Answering Anderson, Tory MP Sir Gerald Howarth accused him of ‘seeking both to justify and to romanticise mob rule and violence and intimidation’.

Howarth added that in 1975 he called ‘for the jail sentences of Tomlinson and Warren to be maintained’.

He said that Labour MPs at the next election ‘need to make it clear that they renounce the kind of practices that prevailed in the 1970s and 1980s’.

He added: ‘This was in the day of the flying pickets…People would go around the country supporting…intimidation, even though they themselves had absolutely nothing to do with the strike.’

Labour MP Jim Fitzpatrick interjected: ‘The motion calls for the publication of papers…surely we can agree on transparency…?’

Howarth proceeded that Anderson was talking about the conditions that prevailed at the time’ and complained that these included ‘nearly 11 million days’ lost due to strikes.

Accusing trade union leaders of ‘pursuing political agendas’, he went on to say ‘Britain was the sick man of Europe in the 1970s’ because of ‘trade union activity’, and that Thatcher had restored ‘trade unions back to their members’.

Frustrated Labour MP Mark Tami interjected: ‘This history lesson is very interesting…but for the third time, does he believe that the papers should be published – yes or no?’

But Howarth continued: ‘In my own time,’ adding that, in the cases of Warren and Tomlinson, ‘it is very important to put some of the facts on the record’.

He said that the trial judge, Justice Mace, had claimed that they had taken ‘part in violence and encouraged violence’.

Accused by Labour MP Jim Sheridan of filibustering, he was told by the deputy speaker to ‘come to the point soon’.

Howarth said that the issues surrounding the cases make it ‘highly relevant to question whether the papers should be revealed’.

He added that the trial judge said that ‘some of you were clearly determined to strike terror’ into strike breakers, and the appeal judge said that pickets were engaged in ‘acts of personal violence’.

SDLP MP Mark Durkan interjected to point out that this was the same appeal judge (Lord Widgery) ‘on whose verdict’ Howarth ‘relied for many years in resisting the case for a new inquiry into Bloody Sunday and so on’.

Anderson interjected to ask about the Shrewsbury pickets: ‘Why was not one person arrested on the day the event happened or was alleged to have happened but were stitched up five weeks later?’

Howarth quoted Thatcher from her Downing Street Years memoir where she alleged trade unions intimidated members, practices ‘basically endorsed’, he said, ‘at the highest levels of the Labour Party at that time’.

Labour MP Yasmin Qureshi asked: ‘This debate is about the release of papers not released on security grounds.
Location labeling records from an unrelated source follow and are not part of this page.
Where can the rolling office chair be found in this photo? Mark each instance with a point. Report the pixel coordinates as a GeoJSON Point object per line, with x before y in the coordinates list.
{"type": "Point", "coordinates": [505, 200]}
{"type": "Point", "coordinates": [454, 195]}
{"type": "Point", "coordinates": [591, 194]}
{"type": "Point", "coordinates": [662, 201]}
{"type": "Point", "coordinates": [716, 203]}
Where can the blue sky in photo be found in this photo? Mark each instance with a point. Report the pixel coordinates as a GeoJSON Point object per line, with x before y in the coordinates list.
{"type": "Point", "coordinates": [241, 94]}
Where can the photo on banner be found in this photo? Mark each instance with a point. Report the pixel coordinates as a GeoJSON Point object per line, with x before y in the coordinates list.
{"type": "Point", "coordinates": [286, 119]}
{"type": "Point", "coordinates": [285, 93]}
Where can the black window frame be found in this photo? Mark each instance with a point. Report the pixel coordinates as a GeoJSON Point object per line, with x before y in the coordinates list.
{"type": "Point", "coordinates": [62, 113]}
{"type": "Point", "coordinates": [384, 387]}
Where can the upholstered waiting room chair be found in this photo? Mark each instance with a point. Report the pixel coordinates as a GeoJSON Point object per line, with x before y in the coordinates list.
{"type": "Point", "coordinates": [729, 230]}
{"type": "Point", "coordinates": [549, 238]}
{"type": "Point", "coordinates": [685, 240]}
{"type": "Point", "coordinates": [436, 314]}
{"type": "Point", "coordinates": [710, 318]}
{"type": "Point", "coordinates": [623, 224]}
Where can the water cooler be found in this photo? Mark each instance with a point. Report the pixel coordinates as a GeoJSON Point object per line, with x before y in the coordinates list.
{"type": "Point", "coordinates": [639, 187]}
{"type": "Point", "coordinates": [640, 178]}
What has national security got to do with industrial relations?’

Howarth replied to this: ‘Robert Carr was accused of discussing with police and the security services.
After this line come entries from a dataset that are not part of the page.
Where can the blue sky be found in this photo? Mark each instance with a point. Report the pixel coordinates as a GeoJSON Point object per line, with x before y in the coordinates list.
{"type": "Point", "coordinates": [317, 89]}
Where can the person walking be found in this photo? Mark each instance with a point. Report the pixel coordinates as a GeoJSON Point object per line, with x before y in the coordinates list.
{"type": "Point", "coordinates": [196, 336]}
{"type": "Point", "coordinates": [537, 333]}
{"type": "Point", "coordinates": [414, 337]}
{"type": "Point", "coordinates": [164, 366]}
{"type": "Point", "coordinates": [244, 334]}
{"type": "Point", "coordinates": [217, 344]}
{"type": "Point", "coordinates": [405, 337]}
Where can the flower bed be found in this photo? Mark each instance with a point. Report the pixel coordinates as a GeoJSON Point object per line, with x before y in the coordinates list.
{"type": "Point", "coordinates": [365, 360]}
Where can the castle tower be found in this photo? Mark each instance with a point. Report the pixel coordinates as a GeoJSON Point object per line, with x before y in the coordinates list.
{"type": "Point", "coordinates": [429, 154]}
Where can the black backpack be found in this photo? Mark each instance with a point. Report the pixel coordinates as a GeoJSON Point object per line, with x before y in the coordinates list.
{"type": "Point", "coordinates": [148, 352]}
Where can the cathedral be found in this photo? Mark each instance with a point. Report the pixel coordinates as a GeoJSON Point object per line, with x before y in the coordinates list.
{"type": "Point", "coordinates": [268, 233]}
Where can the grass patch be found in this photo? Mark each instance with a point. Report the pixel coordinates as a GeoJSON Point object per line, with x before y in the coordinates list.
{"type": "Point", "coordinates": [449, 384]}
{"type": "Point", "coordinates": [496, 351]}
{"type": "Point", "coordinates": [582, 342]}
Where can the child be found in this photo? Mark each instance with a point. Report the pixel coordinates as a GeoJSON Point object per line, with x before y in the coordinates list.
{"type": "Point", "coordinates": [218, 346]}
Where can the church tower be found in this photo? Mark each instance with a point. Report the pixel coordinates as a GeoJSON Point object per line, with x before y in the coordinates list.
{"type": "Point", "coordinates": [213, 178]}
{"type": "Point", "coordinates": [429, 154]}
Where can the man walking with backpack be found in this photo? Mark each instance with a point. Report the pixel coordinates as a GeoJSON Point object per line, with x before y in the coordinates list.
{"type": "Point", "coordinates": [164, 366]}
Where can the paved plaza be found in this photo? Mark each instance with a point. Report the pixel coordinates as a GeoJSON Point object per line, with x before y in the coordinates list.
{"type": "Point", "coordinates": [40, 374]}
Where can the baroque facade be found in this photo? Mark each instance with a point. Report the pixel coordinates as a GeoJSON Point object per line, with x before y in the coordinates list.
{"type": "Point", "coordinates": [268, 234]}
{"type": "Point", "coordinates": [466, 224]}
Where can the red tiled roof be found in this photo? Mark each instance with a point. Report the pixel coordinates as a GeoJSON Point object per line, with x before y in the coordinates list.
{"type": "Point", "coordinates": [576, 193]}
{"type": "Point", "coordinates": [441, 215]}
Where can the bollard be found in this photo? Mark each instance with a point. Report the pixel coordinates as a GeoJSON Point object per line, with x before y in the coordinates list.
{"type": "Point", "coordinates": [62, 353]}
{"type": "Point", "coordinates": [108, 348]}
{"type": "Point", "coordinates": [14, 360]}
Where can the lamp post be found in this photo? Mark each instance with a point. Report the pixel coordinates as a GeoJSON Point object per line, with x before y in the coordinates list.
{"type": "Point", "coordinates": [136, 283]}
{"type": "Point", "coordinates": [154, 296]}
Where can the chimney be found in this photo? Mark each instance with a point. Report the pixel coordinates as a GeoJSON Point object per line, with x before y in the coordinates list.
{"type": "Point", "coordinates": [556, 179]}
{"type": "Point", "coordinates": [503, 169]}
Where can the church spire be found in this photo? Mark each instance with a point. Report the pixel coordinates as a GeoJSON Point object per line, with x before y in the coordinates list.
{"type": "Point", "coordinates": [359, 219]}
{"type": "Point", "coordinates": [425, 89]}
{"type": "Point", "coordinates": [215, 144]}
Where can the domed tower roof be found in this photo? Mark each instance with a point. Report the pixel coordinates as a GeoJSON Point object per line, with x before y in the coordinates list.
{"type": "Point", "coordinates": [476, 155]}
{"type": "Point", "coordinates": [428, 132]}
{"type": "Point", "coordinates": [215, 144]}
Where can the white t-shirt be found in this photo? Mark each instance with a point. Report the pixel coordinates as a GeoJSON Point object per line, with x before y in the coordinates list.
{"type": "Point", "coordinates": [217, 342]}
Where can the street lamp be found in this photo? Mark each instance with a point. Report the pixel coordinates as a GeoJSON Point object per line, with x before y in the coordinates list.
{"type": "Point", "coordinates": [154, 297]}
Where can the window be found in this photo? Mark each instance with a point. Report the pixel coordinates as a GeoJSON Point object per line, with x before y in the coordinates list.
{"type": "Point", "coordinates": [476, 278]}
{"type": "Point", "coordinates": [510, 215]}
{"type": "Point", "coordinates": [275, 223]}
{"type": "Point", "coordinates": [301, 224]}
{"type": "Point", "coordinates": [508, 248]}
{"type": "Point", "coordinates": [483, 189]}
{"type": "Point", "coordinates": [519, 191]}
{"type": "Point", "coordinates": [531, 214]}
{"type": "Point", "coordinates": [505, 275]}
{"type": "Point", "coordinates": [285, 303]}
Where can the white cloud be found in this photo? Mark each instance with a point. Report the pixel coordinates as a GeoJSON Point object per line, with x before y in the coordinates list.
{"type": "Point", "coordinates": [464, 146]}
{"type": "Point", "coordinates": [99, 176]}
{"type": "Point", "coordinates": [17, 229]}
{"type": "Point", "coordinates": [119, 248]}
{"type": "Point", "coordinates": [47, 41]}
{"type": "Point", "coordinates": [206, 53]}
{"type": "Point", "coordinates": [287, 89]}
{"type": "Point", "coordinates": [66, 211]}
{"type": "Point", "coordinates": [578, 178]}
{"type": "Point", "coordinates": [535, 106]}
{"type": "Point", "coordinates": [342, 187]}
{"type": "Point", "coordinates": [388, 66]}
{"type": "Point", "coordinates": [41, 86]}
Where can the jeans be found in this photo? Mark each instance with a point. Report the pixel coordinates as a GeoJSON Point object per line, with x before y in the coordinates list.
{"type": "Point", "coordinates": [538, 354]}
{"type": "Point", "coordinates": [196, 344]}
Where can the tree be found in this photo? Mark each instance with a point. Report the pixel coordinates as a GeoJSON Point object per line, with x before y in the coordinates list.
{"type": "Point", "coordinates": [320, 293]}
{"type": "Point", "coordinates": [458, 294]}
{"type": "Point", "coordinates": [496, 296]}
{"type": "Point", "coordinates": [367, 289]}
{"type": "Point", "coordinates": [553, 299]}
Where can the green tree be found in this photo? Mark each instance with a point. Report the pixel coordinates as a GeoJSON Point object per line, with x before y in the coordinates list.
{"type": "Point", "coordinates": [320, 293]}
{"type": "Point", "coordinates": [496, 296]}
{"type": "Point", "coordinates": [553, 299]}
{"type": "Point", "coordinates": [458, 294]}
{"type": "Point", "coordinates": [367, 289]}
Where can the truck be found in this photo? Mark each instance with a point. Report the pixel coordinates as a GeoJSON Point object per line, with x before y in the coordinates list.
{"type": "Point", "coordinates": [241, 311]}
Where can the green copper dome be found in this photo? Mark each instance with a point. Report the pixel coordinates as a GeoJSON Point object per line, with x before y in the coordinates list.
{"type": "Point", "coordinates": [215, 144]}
‘Labour did not agree to publish them. Successive Lord Chancellors have said papers should not be released that refer to the intelligence services.’
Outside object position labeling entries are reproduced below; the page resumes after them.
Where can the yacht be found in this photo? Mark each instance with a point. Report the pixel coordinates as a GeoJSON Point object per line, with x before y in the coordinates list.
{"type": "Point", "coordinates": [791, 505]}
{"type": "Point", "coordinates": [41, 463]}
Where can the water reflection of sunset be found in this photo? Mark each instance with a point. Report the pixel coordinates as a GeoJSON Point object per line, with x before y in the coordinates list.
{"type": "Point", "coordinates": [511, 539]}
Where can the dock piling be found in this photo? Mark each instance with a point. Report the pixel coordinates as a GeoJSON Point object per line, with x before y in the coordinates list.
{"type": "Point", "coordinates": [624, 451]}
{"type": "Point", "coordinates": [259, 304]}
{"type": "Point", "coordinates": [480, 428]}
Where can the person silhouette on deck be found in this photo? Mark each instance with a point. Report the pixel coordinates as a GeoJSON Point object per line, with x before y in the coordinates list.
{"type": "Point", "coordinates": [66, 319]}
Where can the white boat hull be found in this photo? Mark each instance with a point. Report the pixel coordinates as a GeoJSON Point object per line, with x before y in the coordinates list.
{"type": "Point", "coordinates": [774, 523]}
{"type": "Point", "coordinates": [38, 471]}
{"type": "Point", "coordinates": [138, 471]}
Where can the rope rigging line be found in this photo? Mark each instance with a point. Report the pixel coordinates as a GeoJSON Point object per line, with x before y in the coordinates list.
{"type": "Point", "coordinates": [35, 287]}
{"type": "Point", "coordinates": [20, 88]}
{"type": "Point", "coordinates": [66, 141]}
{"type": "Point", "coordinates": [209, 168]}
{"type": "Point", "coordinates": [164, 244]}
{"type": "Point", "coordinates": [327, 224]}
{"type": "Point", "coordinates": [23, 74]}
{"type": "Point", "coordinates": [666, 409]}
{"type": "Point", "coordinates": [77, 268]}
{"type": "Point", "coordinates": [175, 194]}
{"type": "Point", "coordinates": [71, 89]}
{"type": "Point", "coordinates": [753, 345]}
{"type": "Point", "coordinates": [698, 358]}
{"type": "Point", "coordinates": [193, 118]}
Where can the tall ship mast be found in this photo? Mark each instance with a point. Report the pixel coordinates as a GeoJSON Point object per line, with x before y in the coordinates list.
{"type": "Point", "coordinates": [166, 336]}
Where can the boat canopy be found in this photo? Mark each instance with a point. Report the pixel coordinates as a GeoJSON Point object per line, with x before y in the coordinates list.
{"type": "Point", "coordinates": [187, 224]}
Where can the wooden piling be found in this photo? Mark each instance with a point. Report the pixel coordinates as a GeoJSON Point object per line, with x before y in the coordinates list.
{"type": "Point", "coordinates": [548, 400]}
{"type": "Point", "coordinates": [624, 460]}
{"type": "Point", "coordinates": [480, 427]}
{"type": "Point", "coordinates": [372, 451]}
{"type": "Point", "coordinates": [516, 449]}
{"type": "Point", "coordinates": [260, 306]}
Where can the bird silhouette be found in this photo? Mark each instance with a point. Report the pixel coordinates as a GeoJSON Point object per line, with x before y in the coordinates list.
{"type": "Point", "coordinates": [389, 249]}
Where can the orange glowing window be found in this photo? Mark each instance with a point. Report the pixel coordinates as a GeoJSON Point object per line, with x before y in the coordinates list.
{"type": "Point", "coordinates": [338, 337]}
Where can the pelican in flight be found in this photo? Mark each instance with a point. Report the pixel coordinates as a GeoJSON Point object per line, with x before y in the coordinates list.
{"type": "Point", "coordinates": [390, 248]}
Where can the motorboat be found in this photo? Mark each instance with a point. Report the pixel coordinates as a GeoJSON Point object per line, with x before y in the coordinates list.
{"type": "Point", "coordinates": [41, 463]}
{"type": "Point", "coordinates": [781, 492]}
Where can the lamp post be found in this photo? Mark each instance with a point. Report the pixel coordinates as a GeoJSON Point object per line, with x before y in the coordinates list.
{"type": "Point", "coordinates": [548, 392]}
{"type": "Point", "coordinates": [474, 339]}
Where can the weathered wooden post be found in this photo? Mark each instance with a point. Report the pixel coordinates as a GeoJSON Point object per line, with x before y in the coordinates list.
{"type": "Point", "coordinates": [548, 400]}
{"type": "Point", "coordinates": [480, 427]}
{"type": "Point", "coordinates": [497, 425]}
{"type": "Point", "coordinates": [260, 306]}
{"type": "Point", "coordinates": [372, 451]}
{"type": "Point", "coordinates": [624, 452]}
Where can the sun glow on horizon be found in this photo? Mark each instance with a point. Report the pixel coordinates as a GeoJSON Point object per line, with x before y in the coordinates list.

He concluded his remarks by congratulating Thatcher for her ‘fundamental reform’ to curb the trade unions.

Labour MP Steve Rotheram replied to this: ‘24 ordinary men…were wrongly convicted on trumped up charges.’

Quoting Platt-Mills, QC, he continued: ‘The government ordered a prosecution in defiance of the advice of senior police and prosecution authorities.’

After praising ‘the remarkable persistence of the campaigners over the past four decades’, Rotheram reminded MPs: ‘Britain’s building sites were workplaces of great danger…people died daily.

‘When workers had the audacity to ask the state to take action and stop the carnage, the government of the day interfered in the business of the judiciary, resulting in the most political and corrupt criminal trial that had been seen in peacetime Britain.’